Este caso en particular y su desconcertante desenlace nos lleva a preguntarnos: ¿es legítimo que todavía hoy en Colombia pese más el moralismo y la hipocresía que el derecho y la Constitución? Con el permiso de todos, yo considero que al parecer sí, a pesar de que supuestamente se nos ha vendido que nuestro país es laico y se rige por un Estado social de derecho, pero que en su práctica algunos de sus ciudadanos e instituciones poco la difunden y la desconocen. ¿Cómo se podría denominar, entonces, aparte de hipócrita y moralista, a un país en donde algunos de sus ciudadanos se escandalizan y se rasgan las vestiduras cuando se habla de eutanasia, pero ni si quiera se inmutaron por el asesinato de dos niños en Tibú (Norte de Santander) a manos de paramilitares? ¿Cómo se podría llamar más, aparte de hipócrita y moralista, a aquellos colombianos que defienden supuestamente la vida, pero cada cuatro años votan a partidos de la guerra que fueron cómplices y perpetuadores del asesinato según cifras de la Jurisdicción Especial de Paz (JEP), de más de 6.402 jóvenes para hacerlos pasar como guerrilleros? ¿Cómo se podría nombrar, aparte de hipócrita y moralista, a aquellas personas que dicen defender la vida, pero hace cinco años votaron no a la paz? ¿Cómo se podría denominar, aparte de hipócrita y moralista, a aquellos ciudadanos que dicen ser defensores de la dignidad e integridad humana, pero poco han defendido a los niños y jóvenes víctimas de los abusos de pederastia cometidos por parte de unos miembros de la Iglesia católica en el mundo?

Con estos y otros ejemplos podemos resumir lo que hoy es Colombia: un país con una constitución perfecta, pero con una ciudadanía e instituciones carcomidas por el cáncer moralista e hipócrita, eso que nos han infundado como lo bueno, lo bello y lo recto, y por ende, supuestamente lo que culturalmente debe ser aceptado.

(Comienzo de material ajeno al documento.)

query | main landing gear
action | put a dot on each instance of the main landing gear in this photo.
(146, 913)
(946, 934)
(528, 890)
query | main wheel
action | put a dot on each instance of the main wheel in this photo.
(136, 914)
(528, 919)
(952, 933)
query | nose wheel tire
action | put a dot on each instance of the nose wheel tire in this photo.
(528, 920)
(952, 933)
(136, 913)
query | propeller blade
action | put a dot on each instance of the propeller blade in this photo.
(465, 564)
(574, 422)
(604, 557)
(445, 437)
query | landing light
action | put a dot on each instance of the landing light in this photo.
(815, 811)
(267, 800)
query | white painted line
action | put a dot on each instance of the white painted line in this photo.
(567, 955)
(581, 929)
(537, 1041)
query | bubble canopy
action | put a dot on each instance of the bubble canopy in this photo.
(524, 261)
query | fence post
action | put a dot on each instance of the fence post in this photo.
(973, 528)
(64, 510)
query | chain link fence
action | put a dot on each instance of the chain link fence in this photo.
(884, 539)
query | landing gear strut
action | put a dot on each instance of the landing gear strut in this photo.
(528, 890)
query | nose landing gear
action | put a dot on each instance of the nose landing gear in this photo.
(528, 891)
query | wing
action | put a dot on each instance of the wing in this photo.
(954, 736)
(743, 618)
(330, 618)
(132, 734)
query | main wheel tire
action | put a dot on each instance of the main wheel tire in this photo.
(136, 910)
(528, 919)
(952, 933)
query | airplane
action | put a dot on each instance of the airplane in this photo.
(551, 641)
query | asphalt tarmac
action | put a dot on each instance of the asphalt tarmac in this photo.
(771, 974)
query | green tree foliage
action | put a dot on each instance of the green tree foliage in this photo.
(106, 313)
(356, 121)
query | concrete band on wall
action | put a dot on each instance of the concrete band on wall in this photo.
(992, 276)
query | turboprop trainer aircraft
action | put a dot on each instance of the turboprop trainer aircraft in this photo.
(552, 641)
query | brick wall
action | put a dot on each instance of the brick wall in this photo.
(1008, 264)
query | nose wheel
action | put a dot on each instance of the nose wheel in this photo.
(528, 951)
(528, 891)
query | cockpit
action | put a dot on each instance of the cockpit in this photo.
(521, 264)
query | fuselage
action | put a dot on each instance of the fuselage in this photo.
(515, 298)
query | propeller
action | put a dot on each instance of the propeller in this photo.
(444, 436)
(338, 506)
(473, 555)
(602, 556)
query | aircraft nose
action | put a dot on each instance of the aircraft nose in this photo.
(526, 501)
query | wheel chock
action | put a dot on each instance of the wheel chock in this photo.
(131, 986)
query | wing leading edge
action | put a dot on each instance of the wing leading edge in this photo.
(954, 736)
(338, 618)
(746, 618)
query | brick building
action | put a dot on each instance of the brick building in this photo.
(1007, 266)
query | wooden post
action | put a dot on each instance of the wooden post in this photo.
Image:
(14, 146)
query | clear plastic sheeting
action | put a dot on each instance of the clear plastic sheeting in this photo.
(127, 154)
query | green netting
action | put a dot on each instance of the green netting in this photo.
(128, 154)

Colombia es un país en donde se busca, como decía una frase publicitada en redes, que los colombianos no se mueran de alegría, como añoraba doña Martha, sino como bien estamos acostumbrados y nos quieren ver morir violentamente, triste y con sufrimiento, de seguro para muchos "defensores de vida" solo así sí sería digno morir en este país, así como han muerto los más de 100 líderes sociales asesinados, los más de 200 líderes ambientales y los más de 200.000 colombianos a manos de una violencia y guerra de más de cinco décadas. Qué bueno hubiese sido que aquellos moralistas y supuestos defensores de la vida también en aquellos momentos de la historia hubiesen salido con su artillería mediática y pastoral para defender la vida de muchos inocentes y héroes que no nos acompañan, de seguro así muchos no solicitarían la eutanasia, ya que estarían orgullosos de vivir hasta el última día de sus vidas en un país que en verdad respete el derecho a la vida, y por ende, a la muerte digna de aquellos ciudadanos que tienen derechos fundamentales y legítimos como usted y como yo. Solo queda esperar que la ciudadanía se atreva a pensar, como decía Kant, solo así encontraremos por fin la ilustración, ese periodo el cual Colombia no ha llegado.